Max / Ich würde es eher so sehen: Den Live-Tracks wurde die Doku beigelegt. Wir haben es dann so konzipiert, dass beide Teile gleich stark wirken und nebeneinander existieren. Es sollte von vornherein eine Compilation verschiedener Gigs in Europa sein – weil’s vielschichtig ist und die Bilder sich nicht abnutzen. In einem Konzert mit allen Tracks am Stück wäre das schon hart geworden. Im Endeffekt ist es also eine Win-Win-Situation – für mich als Filmemacher und für die Fans in Europa.

Marcus / Es ging uns außerdem darum, etwas für die Fans zu schaffen. Für jemanden in Frankreich sind dann vielleicht 60 Minuten von einem Konzert in Frankfurt nicht sonderlich spannend.

Beat / Der Ton ist bei Live-Tracks immer eine delikate Angelegenheit. Wie seid Ihr dieses Thema angegangen?

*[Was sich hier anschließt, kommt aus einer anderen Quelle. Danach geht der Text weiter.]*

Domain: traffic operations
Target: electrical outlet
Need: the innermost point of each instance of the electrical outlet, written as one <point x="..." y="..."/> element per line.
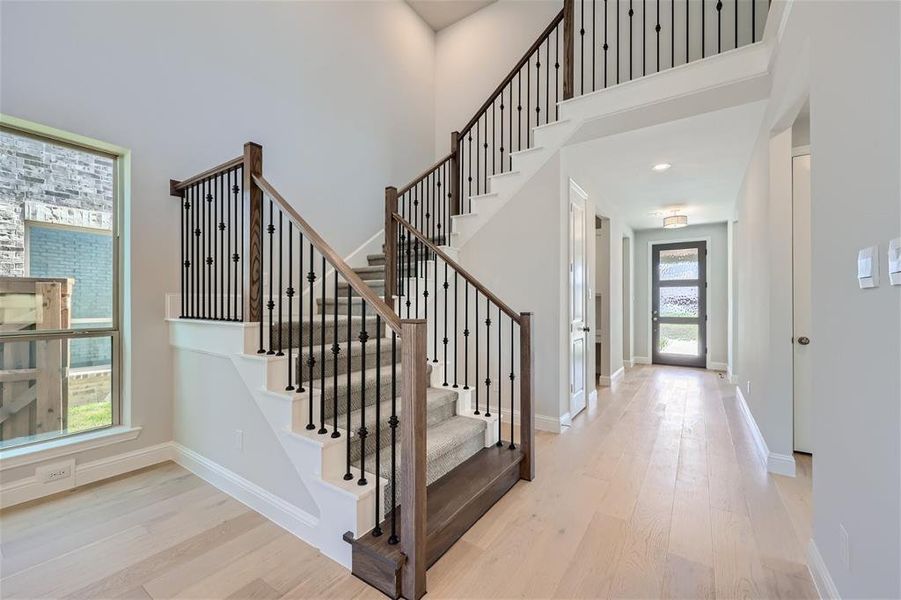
<point x="845" y="546"/>
<point x="55" y="472"/>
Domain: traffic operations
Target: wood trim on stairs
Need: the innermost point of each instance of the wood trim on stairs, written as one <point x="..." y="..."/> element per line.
<point x="454" y="504"/>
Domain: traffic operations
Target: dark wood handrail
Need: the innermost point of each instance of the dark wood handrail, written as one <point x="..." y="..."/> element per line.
<point x="425" y="174"/>
<point x="535" y="45"/>
<point x="178" y="186"/>
<point x="377" y="303"/>
<point x="456" y="266"/>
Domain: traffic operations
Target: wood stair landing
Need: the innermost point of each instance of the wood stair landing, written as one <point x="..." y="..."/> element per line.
<point x="454" y="504"/>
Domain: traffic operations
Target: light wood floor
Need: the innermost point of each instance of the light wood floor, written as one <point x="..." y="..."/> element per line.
<point x="654" y="492"/>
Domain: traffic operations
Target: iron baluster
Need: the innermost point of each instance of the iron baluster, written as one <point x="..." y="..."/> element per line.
<point x="393" y="422"/>
<point x="270" y="229"/>
<point x="363" y="432"/>
<point x="290" y="386"/>
<point x="322" y="429"/>
<point x="348" y="475"/>
<point x="487" y="356"/>
<point x="377" y="531"/>
<point x="311" y="360"/>
<point x="281" y="289"/>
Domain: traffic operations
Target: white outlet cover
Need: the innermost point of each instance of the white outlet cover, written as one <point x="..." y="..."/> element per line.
<point x="55" y="472"/>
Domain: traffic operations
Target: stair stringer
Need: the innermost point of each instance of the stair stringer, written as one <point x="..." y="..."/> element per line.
<point x="729" y="79"/>
<point x="317" y="459"/>
<point x="436" y="304"/>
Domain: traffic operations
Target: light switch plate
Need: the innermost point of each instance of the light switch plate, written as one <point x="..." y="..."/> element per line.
<point x="868" y="267"/>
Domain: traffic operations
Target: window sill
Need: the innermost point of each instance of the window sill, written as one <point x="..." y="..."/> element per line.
<point x="43" y="451"/>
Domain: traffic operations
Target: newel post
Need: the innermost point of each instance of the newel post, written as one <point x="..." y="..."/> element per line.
<point x="253" y="238"/>
<point x="569" y="24"/>
<point x="414" y="334"/>
<point x="526" y="389"/>
<point x="457" y="175"/>
<point x="390" y="246"/>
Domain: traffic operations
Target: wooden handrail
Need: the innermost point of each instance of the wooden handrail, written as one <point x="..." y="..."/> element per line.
<point x="544" y="34"/>
<point x="456" y="266"/>
<point x="366" y="292"/>
<point x="176" y="187"/>
<point x="425" y="174"/>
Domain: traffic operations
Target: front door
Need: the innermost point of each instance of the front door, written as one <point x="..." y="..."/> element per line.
<point x="679" y="304"/>
<point x="578" y="318"/>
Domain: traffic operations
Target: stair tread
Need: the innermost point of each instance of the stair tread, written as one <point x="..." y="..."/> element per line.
<point x="441" y="439"/>
<point x="435" y="397"/>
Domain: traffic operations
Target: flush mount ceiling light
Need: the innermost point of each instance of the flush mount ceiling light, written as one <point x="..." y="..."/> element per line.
<point x="675" y="221"/>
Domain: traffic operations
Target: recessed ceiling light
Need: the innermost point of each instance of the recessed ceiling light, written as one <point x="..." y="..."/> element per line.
<point x="675" y="221"/>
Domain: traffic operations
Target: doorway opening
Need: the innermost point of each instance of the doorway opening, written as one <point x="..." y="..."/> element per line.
<point x="679" y="304"/>
<point x="579" y="330"/>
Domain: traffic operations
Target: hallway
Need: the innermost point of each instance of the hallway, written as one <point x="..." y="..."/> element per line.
<point x="654" y="492"/>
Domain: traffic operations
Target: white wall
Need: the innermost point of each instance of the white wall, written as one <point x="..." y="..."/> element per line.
<point x="217" y="408"/>
<point x="600" y="295"/>
<point x="628" y="291"/>
<point x="579" y="164"/>
<point x="855" y="135"/>
<point x="717" y="287"/>
<point x="473" y="56"/>
<point x="518" y="255"/>
<point x="184" y="85"/>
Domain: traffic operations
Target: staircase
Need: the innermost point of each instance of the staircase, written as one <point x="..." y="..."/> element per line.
<point x="401" y="391"/>
<point x="381" y="417"/>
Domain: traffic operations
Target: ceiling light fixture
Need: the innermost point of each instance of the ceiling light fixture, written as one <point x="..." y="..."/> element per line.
<point x="675" y="221"/>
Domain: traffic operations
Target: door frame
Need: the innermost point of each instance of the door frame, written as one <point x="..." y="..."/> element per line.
<point x="587" y="306"/>
<point x="650" y="283"/>
<point x="796" y="152"/>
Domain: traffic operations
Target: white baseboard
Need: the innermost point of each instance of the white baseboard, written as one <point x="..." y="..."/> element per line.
<point x="282" y="513"/>
<point x="779" y="464"/>
<point x="542" y="422"/>
<point x="820" y="574"/>
<point x="32" y="488"/>
<point x="607" y="381"/>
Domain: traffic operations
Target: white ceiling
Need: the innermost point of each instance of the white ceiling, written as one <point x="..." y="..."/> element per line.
<point x="709" y="154"/>
<point x="438" y="14"/>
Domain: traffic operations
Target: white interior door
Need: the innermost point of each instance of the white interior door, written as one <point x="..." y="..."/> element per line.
<point x="801" y="304"/>
<point x="578" y="282"/>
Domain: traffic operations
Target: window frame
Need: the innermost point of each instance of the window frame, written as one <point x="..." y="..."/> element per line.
<point x="119" y="371"/>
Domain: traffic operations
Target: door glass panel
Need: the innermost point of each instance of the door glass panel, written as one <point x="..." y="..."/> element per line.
<point x="678" y="264"/>
<point x="578" y="373"/>
<point x="679" y="339"/>
<point x="679" y="302"/>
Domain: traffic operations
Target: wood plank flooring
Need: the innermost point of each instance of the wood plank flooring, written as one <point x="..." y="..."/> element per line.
<point x="655" y="492"/>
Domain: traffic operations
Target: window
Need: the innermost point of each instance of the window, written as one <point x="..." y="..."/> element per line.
<point x="59" y="329"/>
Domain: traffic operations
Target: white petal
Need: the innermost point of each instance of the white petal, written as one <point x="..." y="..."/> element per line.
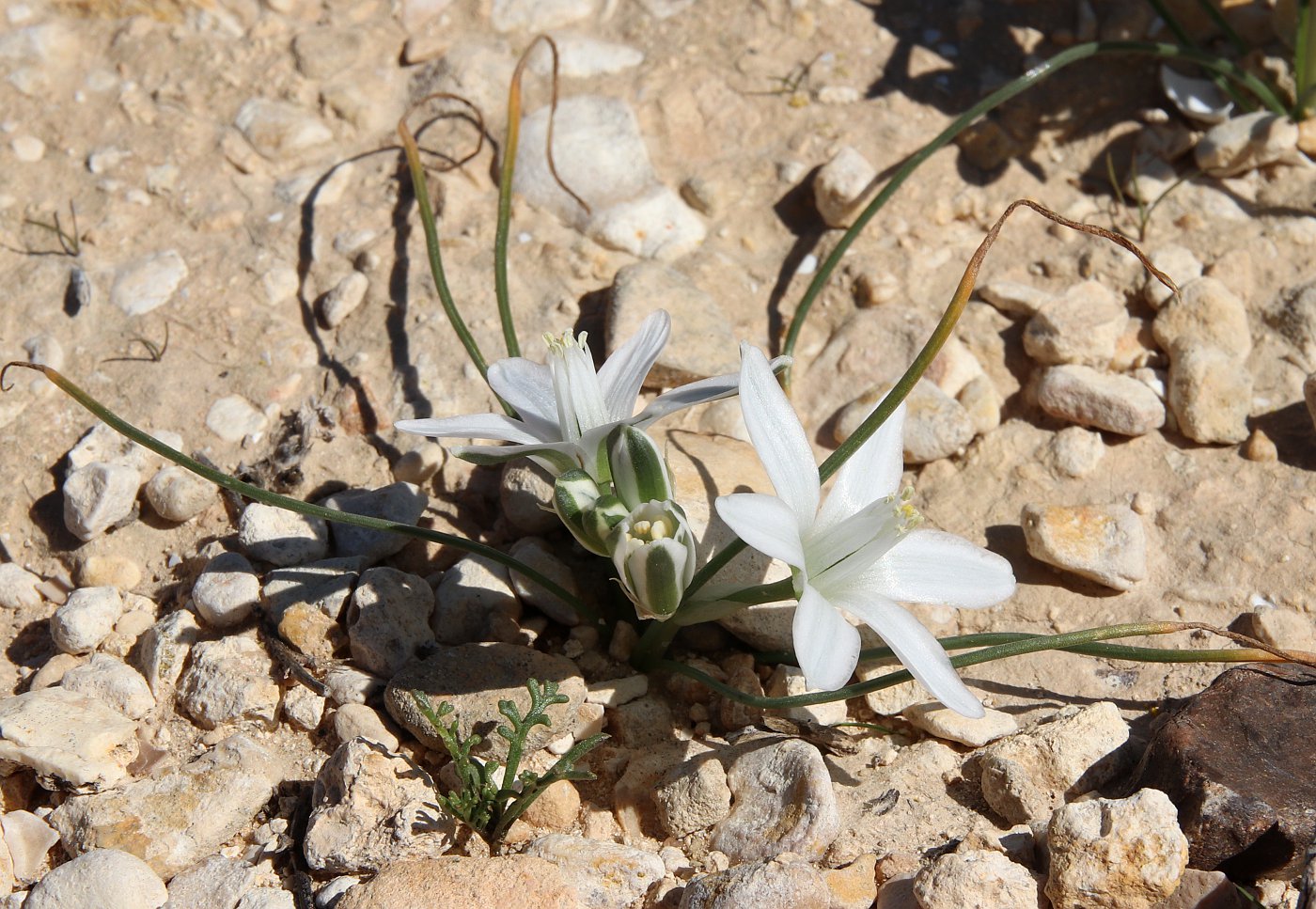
<point x="624" y="372"/>
<point x="528" y="387"/>
<point x="825" y="645"/>
<point x="778" y="437"/>
<point x="765" y="523"/>
<point x="474" y="425"/>
<point x="872" y="473"/>
<point x="931" y="566"/>
<point x="914" y="646"/>
<point x="697" y="392"/>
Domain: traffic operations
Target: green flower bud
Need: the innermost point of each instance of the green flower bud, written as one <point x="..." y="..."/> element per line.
<point x="588" y="513"/>
<point x="637" y="466"/>
<point x="654" y="554"/>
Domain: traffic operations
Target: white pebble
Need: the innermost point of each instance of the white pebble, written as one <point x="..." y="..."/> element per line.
<point x="86" y="619"/>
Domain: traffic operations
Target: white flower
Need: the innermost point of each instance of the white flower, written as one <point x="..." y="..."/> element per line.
<point x="858" y="553"/>
<point x="565" y="408"/>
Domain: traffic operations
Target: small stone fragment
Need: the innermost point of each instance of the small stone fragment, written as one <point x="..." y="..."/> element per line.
<point x="99" y="879"/>
<point x="1115" y="853"/>
<point x="1246" y="142"/>
<point x="303" y="708"/>
<point x="28" y="839"/>
<point x="19" y="587"/>
<point x="1015" y="297"/>
<point x="388" y="619"/>
<point x="229" y="681"/>
<point x="1206" y="313"/>
<point x="227" y="591"/>
<point x="977" y="879"/>
<point x="212" y="883"/>
<point x="178" y="817"/>
<point x="1075" y="451"/>
<point x="115" y="682"/>
<point x="344" y="299"/>
<point x="98" y="497"/>
<point x="233" y="418"/>
<point x="370" y="809"/>
<point x="476" y="602"/>
<point x="703" y="342"/>
<point x="148" y="283"/>
<point x="420" y="464"/>
<point x="1103" y="543"/>
<point x="982" y="402"/>
<point x="945" y="724"/>
<point x="86" y="619"/>
<point x="180" y="494"/>
<point x="1210" y="394"/>
<point x="72" y="737"/>
<point x="164" y="649"/>
<point x="603" y="873"/>
<point x="474" y="678"/>
<point x="841" y="186"/>
<point x="279" y="537"/>
<point x="693" y="794"/>
<point x="520" y="883"/>
<point x="1081" y="326"/>
<point x="772" y="885"/>
<point x="783" y="803"/>
<point x="1224" y="758"/>
<point x="525" y="496"/>
<point x="1261" y="447"/>
<point x="1085" y="396"/>
<point x="1035" y="771"/>
<point x="279" y="131"/>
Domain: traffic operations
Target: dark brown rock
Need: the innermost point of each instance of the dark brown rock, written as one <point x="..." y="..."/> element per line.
<point x="1237" y="763"/>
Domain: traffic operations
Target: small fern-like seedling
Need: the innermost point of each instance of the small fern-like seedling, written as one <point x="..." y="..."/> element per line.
<point x="486" y="800"/>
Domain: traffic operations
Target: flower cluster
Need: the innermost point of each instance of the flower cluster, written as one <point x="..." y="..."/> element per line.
<point x="857" y="554"/>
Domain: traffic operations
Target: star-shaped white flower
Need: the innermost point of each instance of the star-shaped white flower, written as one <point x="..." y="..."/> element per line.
<point x="565" y="408"/>
<point x="858" y="553"/>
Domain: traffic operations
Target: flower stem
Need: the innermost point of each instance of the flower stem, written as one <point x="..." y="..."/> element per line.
<point x="960" y="124"/>
<point x="1028" y="645"/>
<point x="257" y="494"/>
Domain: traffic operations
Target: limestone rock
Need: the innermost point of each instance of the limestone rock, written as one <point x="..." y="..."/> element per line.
<point x="1103" y="543"/>
<point x="86" y="619"/>
<point x="370" y="809"/>
<point x="841" y="186"/>
<point x="1206" y="313"/>
<point x="1035" y="771"/>
<point x="701" y="342"/>
<point x="783" y="803"/>
<point x="98" y="497"/>
<point x="99" y="879"/>
<point x="977" y="879"/>
<point x="602" y="873"/>
<point x="1079" y="326"/>
<point x="1085" y="396"/>
<point x="474" y="678"/>
<point x="180" y="817"/>
<point x="68" y="735"/>
<point x="520" y="883"/>
<point x="1115" y="853"/>
<point x="229" y="681"/>
<point x="693" y="794"/>
<point x="279" y="537"/>
<point x="1210" y="394"/>
<point x="476" y="602"/>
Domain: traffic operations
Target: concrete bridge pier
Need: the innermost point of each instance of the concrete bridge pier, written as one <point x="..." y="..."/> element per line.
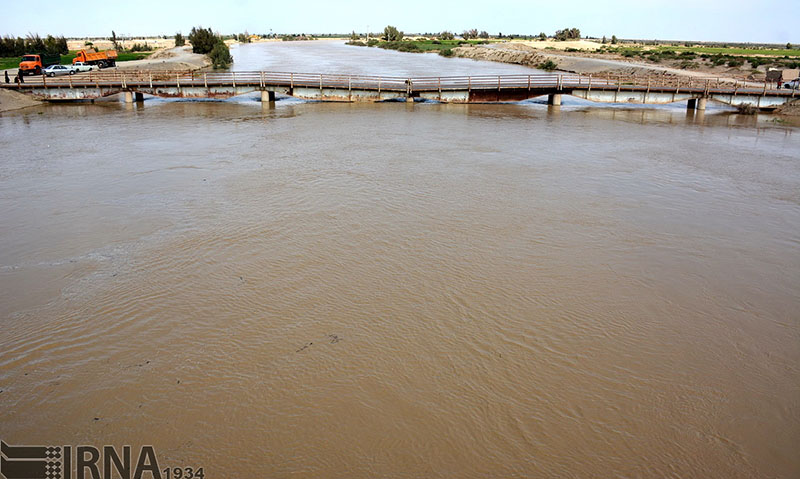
<point x="554" y="99"/>
<point x="267" y="96"/>
<point x="130" y="96"/>
<point x="697" y="104"/>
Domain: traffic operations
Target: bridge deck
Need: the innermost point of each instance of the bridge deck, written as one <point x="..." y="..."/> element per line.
<point x="159" y="82"/>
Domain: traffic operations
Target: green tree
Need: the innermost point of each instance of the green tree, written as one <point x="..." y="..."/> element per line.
<point x="203" y="40"/>
<point x="220" y="55"/>
<point x="35" y="44"/>
<point x="114" y="40"/>
<point x="568" y="34"/>
<point x="55" y="45"/>
<point x="392" y="34"/>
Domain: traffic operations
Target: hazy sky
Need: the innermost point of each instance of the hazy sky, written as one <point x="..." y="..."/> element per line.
<point x="705" y="20"/>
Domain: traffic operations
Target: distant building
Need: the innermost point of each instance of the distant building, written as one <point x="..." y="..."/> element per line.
<point x="777" y="75"/>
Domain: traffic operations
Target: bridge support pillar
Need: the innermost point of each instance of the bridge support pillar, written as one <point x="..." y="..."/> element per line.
<point x="267" y="96"/>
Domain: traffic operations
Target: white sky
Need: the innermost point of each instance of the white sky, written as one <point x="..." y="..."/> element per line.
<point x="762" y="21"/>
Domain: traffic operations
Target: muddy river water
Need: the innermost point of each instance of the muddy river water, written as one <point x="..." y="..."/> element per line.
<point x="310" y="289"/>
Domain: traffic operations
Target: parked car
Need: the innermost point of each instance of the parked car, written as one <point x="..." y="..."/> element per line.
<point x="54" y="70"/>
<point x="82" y="67"/>
<point x="793" y="84"/>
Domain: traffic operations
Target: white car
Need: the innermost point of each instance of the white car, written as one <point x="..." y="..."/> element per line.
<point x="81" y="67"/>
<point x="54" y="70"/>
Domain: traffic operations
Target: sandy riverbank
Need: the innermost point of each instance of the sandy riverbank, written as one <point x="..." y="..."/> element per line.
<point x="178" y="58"/>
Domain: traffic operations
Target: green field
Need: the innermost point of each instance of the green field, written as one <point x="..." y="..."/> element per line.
<point x="734" y="51"/>
<point x="13" y="62"/>
<point x="419" y="46"/>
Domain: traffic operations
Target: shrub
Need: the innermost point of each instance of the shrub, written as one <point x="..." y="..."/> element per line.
<point x="568" y="34"/>
<point x="548" y="65"/>
<point x="220" y="55"/>
<point x="392" y="34"/>
<point x="203" y="40"/>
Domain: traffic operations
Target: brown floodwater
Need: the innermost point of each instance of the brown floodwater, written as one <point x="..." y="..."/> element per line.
<point x="403" y="290"/>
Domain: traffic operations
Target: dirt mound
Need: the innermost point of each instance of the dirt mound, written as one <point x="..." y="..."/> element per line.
<point x="516" y="56"/>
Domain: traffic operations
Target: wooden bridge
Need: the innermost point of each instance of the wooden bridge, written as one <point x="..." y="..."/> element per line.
<point x="655" y="89"/>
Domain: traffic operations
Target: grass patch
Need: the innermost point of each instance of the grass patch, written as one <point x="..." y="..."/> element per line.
<point x="735" y="51"/>
<point x="419" y="46"/>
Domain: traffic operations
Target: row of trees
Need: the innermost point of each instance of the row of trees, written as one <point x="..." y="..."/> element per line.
<point x="568" y="34"/>
<point x="207" y="42"/>
<point x="16" y="47"/>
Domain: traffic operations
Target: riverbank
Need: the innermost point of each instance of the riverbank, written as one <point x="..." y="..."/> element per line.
<point x="177" y="58"/>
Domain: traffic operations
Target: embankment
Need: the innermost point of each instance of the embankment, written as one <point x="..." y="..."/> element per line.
<point x="519" y="57"/>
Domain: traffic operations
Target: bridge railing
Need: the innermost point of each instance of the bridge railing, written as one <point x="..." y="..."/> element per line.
<point x="185" y="78"/>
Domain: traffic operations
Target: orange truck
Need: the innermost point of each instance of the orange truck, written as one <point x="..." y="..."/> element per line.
<point x="103" y="59"/>
<point x="34" y="63"/>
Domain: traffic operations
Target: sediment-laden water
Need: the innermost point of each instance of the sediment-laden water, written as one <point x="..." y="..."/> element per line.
<point x="403" y="290"/>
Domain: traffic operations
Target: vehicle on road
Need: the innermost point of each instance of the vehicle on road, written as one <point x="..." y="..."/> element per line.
<point x="34" y="63"/>
<point x="793" y="84"/>
<point x="54" y="70"/>
<point x="107" y="58"/>
<point x="82" y="67"/>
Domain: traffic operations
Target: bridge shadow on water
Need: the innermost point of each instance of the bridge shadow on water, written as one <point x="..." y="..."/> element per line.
<point x="249" y="108"/>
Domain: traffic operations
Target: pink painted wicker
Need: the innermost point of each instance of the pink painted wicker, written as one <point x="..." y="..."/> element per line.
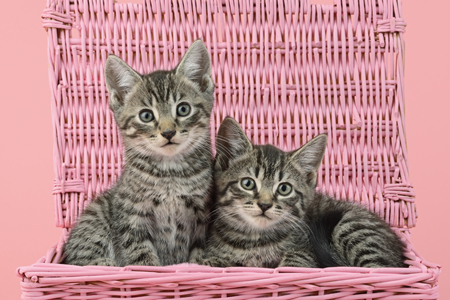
<point x="286" y="70"/>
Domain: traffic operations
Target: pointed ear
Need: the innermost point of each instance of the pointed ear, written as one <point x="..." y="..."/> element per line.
<point x="231" y="142"/>
<point x="196" y="66"/>
<point x="120" y="79"/>
<point x="310" y="156"/>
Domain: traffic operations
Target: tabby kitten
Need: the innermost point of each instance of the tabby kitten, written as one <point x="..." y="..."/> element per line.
<point x="156" y="213"/>
<point x="268" y="213"/>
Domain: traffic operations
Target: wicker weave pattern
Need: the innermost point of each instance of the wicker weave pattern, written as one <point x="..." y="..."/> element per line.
<point x="287" y="71"/>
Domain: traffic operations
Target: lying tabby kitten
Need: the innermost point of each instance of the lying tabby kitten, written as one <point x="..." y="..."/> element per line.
<point x="268" y="213"/>
<point x="156" y="212"/>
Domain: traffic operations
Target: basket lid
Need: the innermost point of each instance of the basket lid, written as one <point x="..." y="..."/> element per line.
<point x="285" y="76"/>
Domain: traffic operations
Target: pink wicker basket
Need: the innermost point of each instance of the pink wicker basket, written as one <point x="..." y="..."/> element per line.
<point x="287" y="71"/>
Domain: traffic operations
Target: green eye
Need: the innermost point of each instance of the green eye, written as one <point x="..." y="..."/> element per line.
<point x="146" y="115"/>
<point x="248" y="184"/>
<point x="284" y="189"/>
<point x="183" y="109"/>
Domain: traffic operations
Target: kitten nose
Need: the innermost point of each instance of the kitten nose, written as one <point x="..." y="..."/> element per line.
<point x="168" y="134"/>
<point x="264" y="206"/>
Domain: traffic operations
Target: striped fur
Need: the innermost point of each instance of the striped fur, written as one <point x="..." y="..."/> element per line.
<point x="156" y="213"/>
<point x="261" y="227"/>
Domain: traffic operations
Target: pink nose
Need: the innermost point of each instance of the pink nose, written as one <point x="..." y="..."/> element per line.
<point x="168" y="134"/>
<point x="264" y="206"/>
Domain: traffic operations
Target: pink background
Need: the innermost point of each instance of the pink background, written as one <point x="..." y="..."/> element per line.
<point x="26" y="173"/>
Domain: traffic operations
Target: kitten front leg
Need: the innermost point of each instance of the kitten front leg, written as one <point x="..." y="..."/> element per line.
<point x="303" y="258"/>
<point x="197" y="249"/>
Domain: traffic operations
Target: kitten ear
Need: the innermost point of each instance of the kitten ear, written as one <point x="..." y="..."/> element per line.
<point x="120" y="79"/>
<point x="231" y="142"/>
<point x="196" y="66"/>
<point x="309" y="157"/>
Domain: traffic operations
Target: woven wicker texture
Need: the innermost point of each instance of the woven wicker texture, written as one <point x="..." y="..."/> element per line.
<point x="287" y="71"/>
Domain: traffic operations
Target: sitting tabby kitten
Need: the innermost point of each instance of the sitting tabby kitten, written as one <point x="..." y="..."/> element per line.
<point x="156" y="213"/>
<point x="268" y="212"/>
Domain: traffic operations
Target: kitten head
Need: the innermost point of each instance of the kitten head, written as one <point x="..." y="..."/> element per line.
<point x="263" y="186"/>
<point x="164" y="113"/>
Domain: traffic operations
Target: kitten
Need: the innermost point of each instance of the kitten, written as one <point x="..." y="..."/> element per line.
<point x="268" y="213"/>
<point x="156" y="213"/>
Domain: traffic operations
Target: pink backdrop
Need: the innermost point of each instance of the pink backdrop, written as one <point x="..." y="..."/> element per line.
<point x="27" y="222"/>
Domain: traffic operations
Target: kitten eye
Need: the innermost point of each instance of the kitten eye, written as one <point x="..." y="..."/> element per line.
<point x="284" y="189"/>
<point x="248" y="184"/>
<point x="183" y="109"/>
<point x="146" y="115"/>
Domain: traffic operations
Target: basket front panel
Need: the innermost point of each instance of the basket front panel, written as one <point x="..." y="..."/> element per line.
<point x="286" y="71"/>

Max / Der Ton ist das Wichtigste bei einer Musik-DVD. Robby Jäger von „Berlin Calling“ stand als Mischtonmeister schon zu Anfang des Projekts fest. Wir haben uns vorher zusammen mit dem Sound-Designer Martin Frühmorgen unterhalten, was wir vor Ort tun können, um die Atmosphäre am besten einzufangen. Natürlich kann man nicht alles fehlerfrei aufnehmen, wenn man in so einem kleinen Team unterwegs ist. Paul hat die besten Gigs ausgesucht und diese haben wir als Grundlage für den Schnitt genommen. Dem Ganzen kam natürlich zugute, dass Robby schon lange in der Technoszene unterwegs ist und ganz genau weiß, was er wann hochzieht und wie das Publikum drauf reagiert.

Marcus / Wir haben den Ton direkt von Pauls Pult genommen und hatten somit immer die Version zum Venue. Das Publikum haben wir über eine weitere Quelle mitgenommen und später mit Robbies Hilfe in der Mischung versucht, alles so harmonisch wie möglich zu vereinen.

Beat / Der Pressetext beschreibt den Ansatz des Films als „intim“ und tatsächlich wird es oft durchaus persönlich. Gab es dennoch vorher eine Absprache darüber, wo man die Grenze ziehen sollte?

Max / Die Grenze ist das, was nach dem Auftritt passiert. Das bleibt im Ungewissen. Wir schauen ein wenig Backstage, belassen es aber bei kleinen Besuchen. Ich finde das auch gut so. Ich würde es eher als „Ausverkauf“ empfinden, wenn ich zu viel Privates erzähle. Das ist ja kein BILD-Zeitungs-Film.

Marcus / Beim Dreh gab es eigentlich keine Grenzen. Wobei sicherlich hier auch Material entstanden ist, dass hoffentlich niemals jemand zu Gesicht bekommt.